Explaining the secrets of building a Jianzhan glazed surface.

I believe many people are initially attracted to Jianzhan because of its glaze color and surface crystals. But why do crystals appear on the surface of a Jianzhan?

Jianzhan glaze color is usually referred to as iron crystalline glaze.

It is a common description of the unique technique used to make Jianzhan.

The origin of glaze.

The origin of glaze can be traced back to the Stone Age, where our ancestors discovered the use of ash glaze on high-temperature pottery. Later on, during the late Tang Dynasty, lime glaze gradually replaced ash glaze and by the Song Dynasty, almost all porcelain was made using lime glaze.

A ceramic artist once tested the body and glaze of Jian kilns, and the results of testing one type of "rabbit fur" glaze were particularly representative. The composition of the glaze structure showed that it was an ancient lime glaze type that was more acidic and had strong viscosity, making it easy to be thickly applied and resulting in a deep color tone. From the ratio of iron components, the "rabbit fur" glaze is mainly composed of dark brown glass and belongs to the category of phase-separated and crystallized glazes.

What is crystallization separation?

Crystallization separation refers to the precipitation of crystals, which can also be referred to as crystallization.

A crystal refers to a solid in which atoms, ions, or molecules are arranged into specific and regular geometric patterns. The macroscopic appearance of a crystal is characterized by a fairly regular cross-section and a specific shape.

Since crystals have a fixed structure, the same type of atom/ion/molecule arranged in different structures would result in different crystals.

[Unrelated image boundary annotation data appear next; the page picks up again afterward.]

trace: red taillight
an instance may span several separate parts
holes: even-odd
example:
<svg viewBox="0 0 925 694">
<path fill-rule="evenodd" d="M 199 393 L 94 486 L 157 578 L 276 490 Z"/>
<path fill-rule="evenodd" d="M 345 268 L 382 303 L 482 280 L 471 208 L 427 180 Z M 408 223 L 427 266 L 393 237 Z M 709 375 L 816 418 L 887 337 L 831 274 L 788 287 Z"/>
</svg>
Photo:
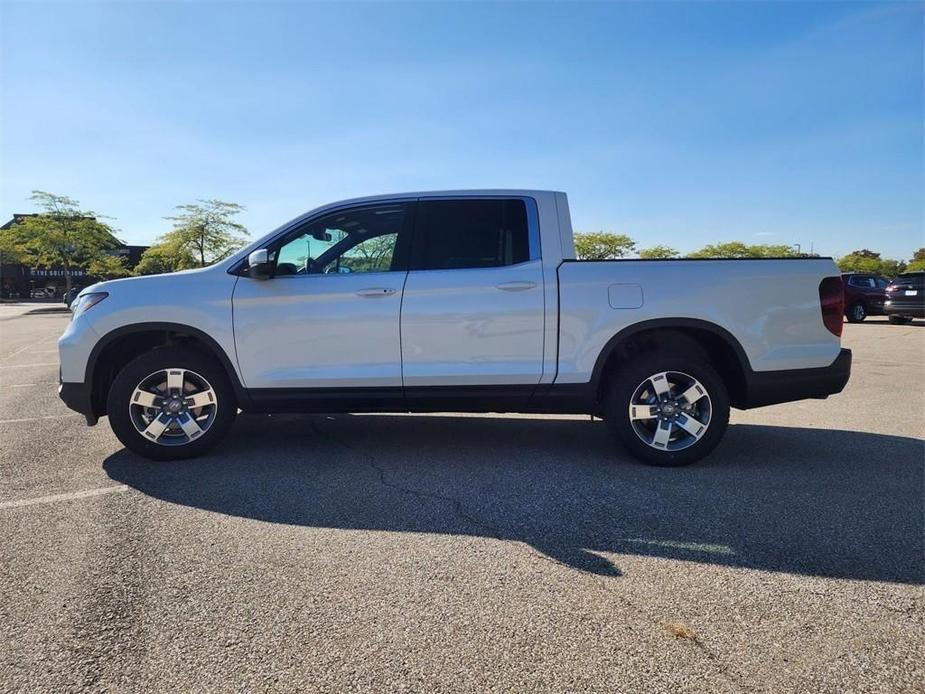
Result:
<svg viewBox="0 0 925 694">
<path fill-rule="evenodd" d="M 819 283 L 819 303 L 825 327 L 833 335 L 841 337 L 842 316 L 845 314 L 845 289 L 841 277 L 826 277 Z"/>
</svg>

Different crystal structures can bring about different physical and chemical properties.

During the firing process of Jianzhan, crystals with different compositions and structures may form, leading to an infinite combination of possibilities and resulting in a wide variety of glaze colors for Jianzhan.

For example, there are several types of "oil drop" glaze alone.

However, if the only way to form glaze colors for Jianzhan is through crystallization separation, then there is no need to call it phase-separated and crystallized glaze.

During the firing of Jianzhan, both iron and iron oxide in crystalline and amorphous states will be produced.

When the arrangement of atoms/ions/molecules is not in a specific structure and is disordered, it does not belong to a crystal. The typical non-crystalline solid is glass.

It is widely known that the black base glaze of Jianzhan is made of glass.

However, various colors of "rabbit fur" and "oil drop" patterns may also be made of glass, which is often overlooked. Since not only crystals are formed, the concept of phase separation needs to be considered.

Interestingly, phase separation and crystallization can occur in the same Jianzhan, resulting in even more glaze color combinations and making Jianzhan very visually appealing.

However, the temperature and atmosphere during the firing of Jianzhan, as well as the crystallization process, are very sensitive, and even a slight variation in firing conditions can result in a significant difference in the appearance of the glaze texture.

In addition, the body of Jianzhan is prone to deformation, air bubbles, and sticking to the bottom at high temperatures. If a good Jianzhan is found and cherished, it is truly a rare find.

What is phase separation?

The key to the numerous glaze colors of Jianzhan lies in the separation of iron and iron oxide from the base glaze.

The iron in the body and glaze materials used for Jianzhan may be separated from the glass of the base glaze in the form of trivalent iron, divalent iron, or even pure iron.

However, the separation may not necessarily be in the form of crystallization, but may also be in the form of phase separation, where it is separated in an amorphous state.

What is "phase"?

"Phase" refers to a specific state of matter, such as gas, solid, or liquid, which is considered a phase.

Water freezes below 0°C, exists as liquid between 0°C and 100°C, and becomes water vapor above 100°C, which is a typical example of a three-phase transition.

When different phases are mixed together and become sufficiently homogeneous, they form a homogeneous phase, such as salt and sugar dissolving in water to form a homogeneous solution.

If they cannot dissolve in each other and the boundary is clear, such as oil droplets in water that can be easily separated by stirring, it is called phase separation.

These concepts also apply to solids, and it is the same for Jianzhan.

Utensils have emotions, warmth without sound; the interest in playing with Jianzhan comes first, never forget the original intention!